Sus andares de «vaivén» por la calle Corrida y centro, bien para pasear o ir de tiendas a elegir ropa, hacer regalos, escoger lanas para sus famosos agarradores, ir a la compra, a la farmacia, o cortarse el pelo –eso sí, siempre del brazo de una señora de pelo blanco de gesto cansado pero complaciente–. Supo disfrutar de las conversaciones que amablemente unos y otros le brindaban al tiempo que la atendían y para quienes resultaba ser simpática y encantadora, escondiendo la fuerza de su carácter. Eso quedaba, como suele ocurrir, para los de casa.

De la mano de nuestra querida Sara dio sus primeros pasos y fue Raysa, «su amiga», quien la ayudó en los más duros, los últimos. Pero no en vano pasó por este mundo, viendo su clamorosa despedida.

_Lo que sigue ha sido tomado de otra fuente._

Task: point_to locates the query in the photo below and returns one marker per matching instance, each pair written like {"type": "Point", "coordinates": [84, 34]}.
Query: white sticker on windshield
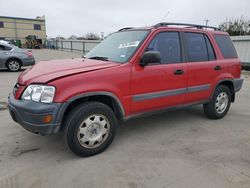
{"type": "Point", "coordinates": [129, 44]}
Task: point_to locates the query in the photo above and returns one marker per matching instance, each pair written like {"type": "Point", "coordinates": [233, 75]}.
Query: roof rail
{"type": "Point", "coordinates": [125, 28]}
{"type": "Point", "coordinates": [166, 24]}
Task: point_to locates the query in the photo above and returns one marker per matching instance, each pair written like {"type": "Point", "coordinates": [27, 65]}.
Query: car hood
{"type": "Point", "coordinates": [45, 71]}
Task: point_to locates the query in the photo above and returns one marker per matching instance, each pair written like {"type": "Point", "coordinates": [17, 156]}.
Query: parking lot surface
{"type": "Point", "coordinates": [174, 149]}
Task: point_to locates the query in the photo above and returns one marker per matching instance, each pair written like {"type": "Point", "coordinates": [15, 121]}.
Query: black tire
{"type": "Point", "coordinates": [13, 65]}
{"type": "Point", "coordinates": [74, 121]}
{"type": "Point", "coordinates": [211, 110]}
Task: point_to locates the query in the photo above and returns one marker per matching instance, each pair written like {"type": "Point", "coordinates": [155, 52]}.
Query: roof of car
{"type": "Point", "coordinates": [184, 26]}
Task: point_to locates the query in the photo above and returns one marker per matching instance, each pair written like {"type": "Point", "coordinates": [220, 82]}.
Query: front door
{"type": "Point", "coordinates": [160, 85]}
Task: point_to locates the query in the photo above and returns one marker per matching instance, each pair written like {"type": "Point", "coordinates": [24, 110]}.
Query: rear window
{"type": "Point", "coordinates": [226, 46]}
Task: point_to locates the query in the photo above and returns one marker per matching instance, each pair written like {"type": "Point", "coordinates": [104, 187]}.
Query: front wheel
{"type": "Point", "coordinates": [220, 103]}
{"type": "Point", "coordinates": [90, 128]}
{"type": "Point", "coordinates": [13, 65]}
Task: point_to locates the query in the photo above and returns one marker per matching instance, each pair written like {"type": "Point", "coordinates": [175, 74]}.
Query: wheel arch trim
{"type": "Point", "coordinates": [90, 94]}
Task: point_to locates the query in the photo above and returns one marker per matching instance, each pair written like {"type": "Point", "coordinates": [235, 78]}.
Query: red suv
{"type": "Point", "coordinates": [135, 71]}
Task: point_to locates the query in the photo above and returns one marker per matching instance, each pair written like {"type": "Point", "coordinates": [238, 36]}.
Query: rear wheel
{"type": "Point", "coordinates": [90, 128]}
{"type": "Point", "coordinates": [13, 65]}
{"type": "Point", "coordinates": [220, 103]}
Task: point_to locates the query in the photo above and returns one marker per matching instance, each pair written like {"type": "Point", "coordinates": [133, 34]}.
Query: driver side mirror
{"type": "Point", "coordinates": [150, 57]}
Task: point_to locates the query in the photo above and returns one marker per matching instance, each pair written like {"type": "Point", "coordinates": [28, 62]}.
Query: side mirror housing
{"type": "Point", "coordinates": [150, 57]}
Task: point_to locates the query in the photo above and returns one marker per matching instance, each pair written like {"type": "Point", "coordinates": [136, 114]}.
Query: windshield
{"type": "Point", "coordinates": [118, 47]}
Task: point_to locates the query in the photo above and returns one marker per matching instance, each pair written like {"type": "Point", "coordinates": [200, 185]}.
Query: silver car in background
{"type": "Point", "coordinates": [13, 58]}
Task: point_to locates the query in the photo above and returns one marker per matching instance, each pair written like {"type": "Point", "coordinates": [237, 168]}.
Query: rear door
{"type": "Point", "coordinates": [2, 56]}
{"type": "Point", "coordinates": [160, 85]}
{"type": "Point", "coordinates": [202, 65]}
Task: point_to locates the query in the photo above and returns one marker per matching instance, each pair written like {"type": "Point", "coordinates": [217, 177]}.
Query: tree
{"type": "Point", "coordinates": [236, 26]}
{"type": "Point", "coordinates": [72, 37]}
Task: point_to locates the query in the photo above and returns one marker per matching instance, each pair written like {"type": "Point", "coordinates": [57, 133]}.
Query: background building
{"type": "Point", "coordinates": [13, 28]}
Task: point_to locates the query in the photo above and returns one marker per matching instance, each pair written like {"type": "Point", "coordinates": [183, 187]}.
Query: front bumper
{"type": "Point", "coordinates": [28, 61]}
{"type": "Point", "coordinates": [30, 114]}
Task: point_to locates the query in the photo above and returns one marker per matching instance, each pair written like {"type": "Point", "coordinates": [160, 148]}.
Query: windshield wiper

Quiero agradecer a todas y cada una de las personas que han estado con nosotros en estos duros meses, familia y amigos, por haber demostrado que lo son, y a aquellas otras que con un gesto, una mirada, una palabra, nos han venido dando su apoyo y ofreciendo ayuda.

Al personal sanitario y no sanitario de la Cruz Roja, que ha mostrado su lado más humano durante su estancia allí y a los que me gustaría nombrar uno a uno pero desconozco sus nombres: al doctor Canteli, que supo diferenciar a Gabi de su enfermedad, preocupándose aún más de la persona que del paciente y a quien las circunstancias impidieron darnos el informe de alta que tenía redactado hace tiempo; a los fisios Carlos y Cristina, que dibujaron en su cara la sonrisa de ver que volvía a caminar; el calor de Ana, que desde el control de enfermería llegaba a la habitación, el vaso caliente de leche de Ire, el primor de Susana –que entre fregona y fregona le cogía los puntos que se le soltaban cuando tejía–; el «gatín» de Morán, el cariño de José Antonio –que cuidadosamente le colocaba su mañanita rosa antes de bajarla al gimnasio–, las bromas de Agudo y su secreta propuesta de matrimonio «de una de la calle Corrida con uno de la calle Cabrales».

Pero lo que no sabía Agudo es que su corazón ya estaba comprometido, porque Joaquín no era sólo su cuñado o su «psicólogo particular» –como ella decía–, sino que siempre había sido de las tres; pero lo que Gabi no sabía es que él la llevaría de la mano hasta el final, a encontrarse con Micaela en la mar.

¡No lloréis ni estéis tristes! ¡Todos arriba! Que es lo que Gabi quería.